Mr. Bluemel, however, argues that the limitations period is tolled to this day because the state district court that heard his first petition for post-conviction relief did not rule on a motion to amend, which he filed before the court dismissed his claim. But the limitations period is tolled only while "a state prisoner is attempting, through proper use of state court procedures, to exhaust state court remedies." Barnett v. Lemaster, 167 F.3d 1321, 1323 (10th Cir. 1999). It is not proper use of court procedure for Mr. Bluemel to neglect to appeal his post-conviction petition and then challenge the state district court's failure to rule on an outstanding motion three and a half years later in a § 2254 proceeding. Rather, Mr. Bluemel should have attacked the state court's failure to rule on his motion in an appeal to the Utah courts. Under AEDPA, tolling stopped as soon as the time for appealing the denied petition expired; at that moment, the petition was no longer pending. See Carey 536 U.S. at 220; Barnett, 167 F.3d at 1323 (internal citations omitted). Thus, the judgment on Mr. Bluemel's first post-conviction petition became final, not withstanding the outstanding motion to amend, on January 11, 2001, the deadline to appeal.

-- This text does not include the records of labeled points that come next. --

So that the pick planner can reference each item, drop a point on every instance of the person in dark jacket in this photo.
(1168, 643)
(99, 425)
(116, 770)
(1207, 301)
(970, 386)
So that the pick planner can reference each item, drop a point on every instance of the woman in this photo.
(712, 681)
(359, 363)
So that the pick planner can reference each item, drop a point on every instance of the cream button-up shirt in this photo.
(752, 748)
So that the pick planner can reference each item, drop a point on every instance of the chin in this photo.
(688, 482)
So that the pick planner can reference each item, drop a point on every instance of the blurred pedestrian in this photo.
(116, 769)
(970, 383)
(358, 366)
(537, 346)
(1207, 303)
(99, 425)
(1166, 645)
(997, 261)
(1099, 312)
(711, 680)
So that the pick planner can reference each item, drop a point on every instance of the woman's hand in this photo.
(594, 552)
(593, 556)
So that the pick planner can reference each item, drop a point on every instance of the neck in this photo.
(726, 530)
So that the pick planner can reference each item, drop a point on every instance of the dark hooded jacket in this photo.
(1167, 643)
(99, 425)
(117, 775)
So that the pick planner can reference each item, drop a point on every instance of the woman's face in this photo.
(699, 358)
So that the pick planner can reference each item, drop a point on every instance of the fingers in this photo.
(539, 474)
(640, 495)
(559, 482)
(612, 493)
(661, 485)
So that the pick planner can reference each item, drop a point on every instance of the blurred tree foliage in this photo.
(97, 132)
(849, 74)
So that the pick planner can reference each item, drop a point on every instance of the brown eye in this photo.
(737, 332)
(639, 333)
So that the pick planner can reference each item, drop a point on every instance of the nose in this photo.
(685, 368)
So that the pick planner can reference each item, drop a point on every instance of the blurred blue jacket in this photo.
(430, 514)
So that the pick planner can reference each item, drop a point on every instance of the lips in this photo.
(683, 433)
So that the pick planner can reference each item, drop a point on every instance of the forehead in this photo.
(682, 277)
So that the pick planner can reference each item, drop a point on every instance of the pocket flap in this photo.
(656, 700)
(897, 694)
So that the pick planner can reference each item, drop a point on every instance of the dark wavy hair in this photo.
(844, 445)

Finally, we turn to Mr. Bluemel's claim that the limitations period was equitably tolled because (1) he was denied access to a law library, (2) the Utah State Prison contract attorneys refused to help, (3) the contract attorneys provided erroneous advice, (4) he was acting pro se, (5) he is mentally disabled, (6) the state refused him access to his court file, and (7) state incarceration officials confiscated his accumulated legal materials.
One dispositive factor leads us to reject these claims. During the time for which Mr. Bluemel seeks equitable tolling, he filed three petitions for state post-conviction relief and a separate civil suit against the state of Utah challenging the prison policy on access to attorneys and law libraries. Equitable tolling excuses a late habeas petition only when a prisoner (1) "has been pursuing his rights diligently, and (2) . . . some extraordinary circumstance stood in his way." Pace v. DiGuglielmo, 544 U.S. 408 (2005); see also Marsh, 223 F.3d at 1220. Mr. Bluemel's litigation work while incarcerated shows that he was able to pursue legal remedies despite the circumstances he claims prevented a timely § 2254 petition. See Gaston v Palmer, 417 F.3d 1030, 103435 (9th Cir. 2005) (rejecting the petitioner's argument for equitable tolling because he was able to file timely state habeas petitions). In other words, Mr. Bluemel's own efforts show that there was no "extraordinary circumstance" preventing him from timely filing a § 2254 petition. Conclusion
Accordingly, we DENY Mr. Bluemel's request for a COA and DISMISS this appeal.